A Sustainable Workforce Starts With You

Drones Flying on to Construction Sites

A recent article in Equipment World called Eyes in the Sky: How drones and UAVs are already affecting construction jobsites is very revealing.  For those of us who built and flew model airplanes in our teen years, this new grown-up sophisticated model aircraft can be fun to fly, but more important, it has already proven its value by flying where no man or woman can go with survey crews, inspection teams, flying over toxic sites, pipelines and even nuclear disasters.

The article highlights the various models of drones being experimented with by three different companies.

First, Richard Evans of SpawGlass called the “Tinkerer” by the author, because he grew up building and flying model airplanes.  Today he uses drones to inspect and fly construction sites At SpawGlass in Houston.

Second, the article interviews the “Researcher,” Javier Irizarry.  He “is one of those few people who have received permission from the federal government to fly UAVs at work.
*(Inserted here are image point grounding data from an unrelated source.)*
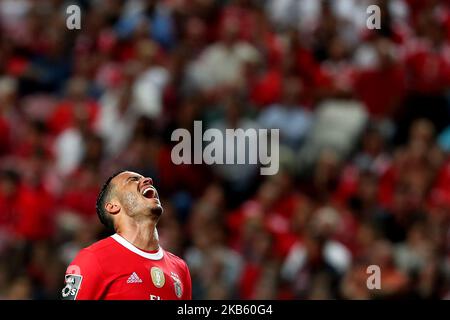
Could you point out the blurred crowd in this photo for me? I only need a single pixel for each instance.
(364, 119)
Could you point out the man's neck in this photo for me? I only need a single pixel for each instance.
(142, 235)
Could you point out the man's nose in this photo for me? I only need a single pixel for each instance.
(148, 181)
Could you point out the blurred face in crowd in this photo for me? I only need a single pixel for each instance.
(134, 196)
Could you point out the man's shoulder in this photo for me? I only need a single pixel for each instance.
(174, 258)
(100, 246)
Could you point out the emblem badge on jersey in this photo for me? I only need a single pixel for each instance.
(157, 277)
(73, 282)
(177, 284)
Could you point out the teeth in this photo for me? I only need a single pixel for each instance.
(146, 190)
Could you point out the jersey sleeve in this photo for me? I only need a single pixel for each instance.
(188, 284)
(84, 279)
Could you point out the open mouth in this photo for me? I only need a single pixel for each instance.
(149, 193)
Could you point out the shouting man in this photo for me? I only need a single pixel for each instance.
(129, 264)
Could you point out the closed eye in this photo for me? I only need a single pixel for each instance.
(134, 178)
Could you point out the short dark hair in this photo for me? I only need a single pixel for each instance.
(102, 198)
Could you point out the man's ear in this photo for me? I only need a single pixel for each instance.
(112, 207)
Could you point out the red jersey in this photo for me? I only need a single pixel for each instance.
(114, 269)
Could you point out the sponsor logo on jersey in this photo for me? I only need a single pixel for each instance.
(134, 278)
(73, 282)
(177, 284)
(157, 277)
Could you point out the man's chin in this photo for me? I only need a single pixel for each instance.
(156, 210)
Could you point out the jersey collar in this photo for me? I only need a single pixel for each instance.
(152, 256)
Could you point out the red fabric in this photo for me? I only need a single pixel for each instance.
(381, 89)
(107, 265)
(429, 72)
(267, 89)
(64, 115)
As an associate professor at Georgia Tech’s School of Building and Construction, Irizarry and the CONECTech construction technology lab he directs received a $75,000 grant from the Federal Highway Administration and the Georgia Department of Transportation last year to study the potential uses of UAVs in highway construction and monitoring.”

The third person interviewed for the story is Tommy Tomsu of the Tomsu Group in San Antonio who is working on a start up surveying company that uses drones as an integral part of his business.  And he is proposing to do that before the FAA rules are defined and published.
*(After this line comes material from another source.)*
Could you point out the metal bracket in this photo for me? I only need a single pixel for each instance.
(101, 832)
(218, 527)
The article shows a number of existing drones from the simplest the more sophisticated models that can be used to develop BIM models from data collected on fly-overs.

While still experimental, model airplane flyers and construction professionals are gearing up to use them in new and different ways to become more productive and proficient.  Meanwhile the debate goes on about how the government, FAA, will publish the rules to control the drones flying in US airspace and on construction sites around the world.

The rules governing drones and UAVs have morphed over the last decade.  In the US today, drones are allowed to fly below 400 feet and cannot enter restricted airspace.  Also, they have restrictions on UAVs.  Maybe the FAA needs to speed up their review because “Time and Tides wait for no one.”  Construction drones are here to stay.